The Cape Elizabeth Town Council voted Monday night to approve changes that will restrict parking for those coming to Cliff House Beach and keep people from abusing permission to launch boats from Crescent Beach.

The council voted 6-1 to accept the parking ordinance changes at its March 8 meeting, with Council Chairperson James Garvin casting the lone dissenting vote. Garvin said he objected to restricting parking on the street near Cliff House Beach as it could lead to a flood of requests for similar bans on other streets in town.

“I think that resident-only parking is creating a significant precedent that I don’t think is either warranted here or one that we want to be dealing with, with the avalanche of requests that are going to follow,” he said.
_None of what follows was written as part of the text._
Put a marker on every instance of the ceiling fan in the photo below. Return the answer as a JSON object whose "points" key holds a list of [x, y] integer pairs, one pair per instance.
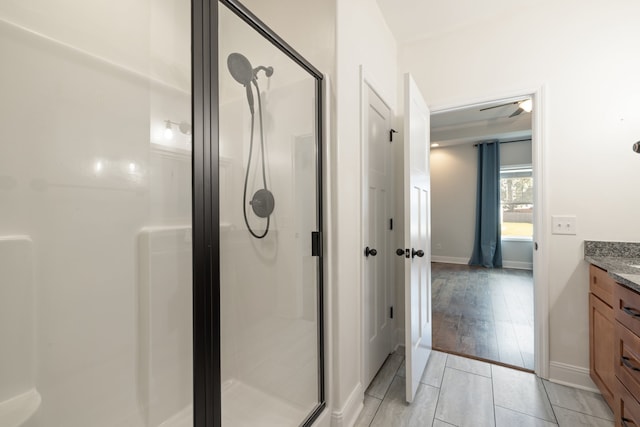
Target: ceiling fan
{"points": [[524, 105]]}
Effective April 7, the changes will ban nonresident parking on the northwest side of Sea View Avenue on its entire length and on the east side beginning where it intersects with Glen Avenue. Nonresident parking on the east side of Glen Avenue from where it meets Sea View to Shore Road will also be off limits.

The changes cut off much of the parking access to Cliff House Beach, which local residents say has gotten crowded in recent years because the beach has appeared in online searches as a tourist destination.

“This summer reached a tipping point of very heavy use,” said Tom Mikulka, who lives on Mountain View Road, in reference to the summer of 2020.

Of the 133 residents on 37 streets in the area that responded to a survey Mikulka created in February, 82% think the volume of visitors has “changed the character of our neighborhood,” and 76% said their families avoid the beach due to the tourist traffic.

John Pearson, who lives on Elmwood Road, said he and his wife have walked down to the beach since they bought their home in 1999, but the impacts of more people, he said, are obvious.

“There’s more trash there than I’d remembered in the past,” he told the council.

The changes also limit parking on Crescent Beach to commercial fishing or people with permits to launch boats. The original ordinance allowed anyone to park a vehicle at the beach if they were loading or unloading a watercraft. Town Manager Matt Sturgis said the changes will cut down on abuses such as what happened in the summer of 2020.

“Last year we had people who would say they were launching, but they were ‘launching’ chairs,” Sturgis said.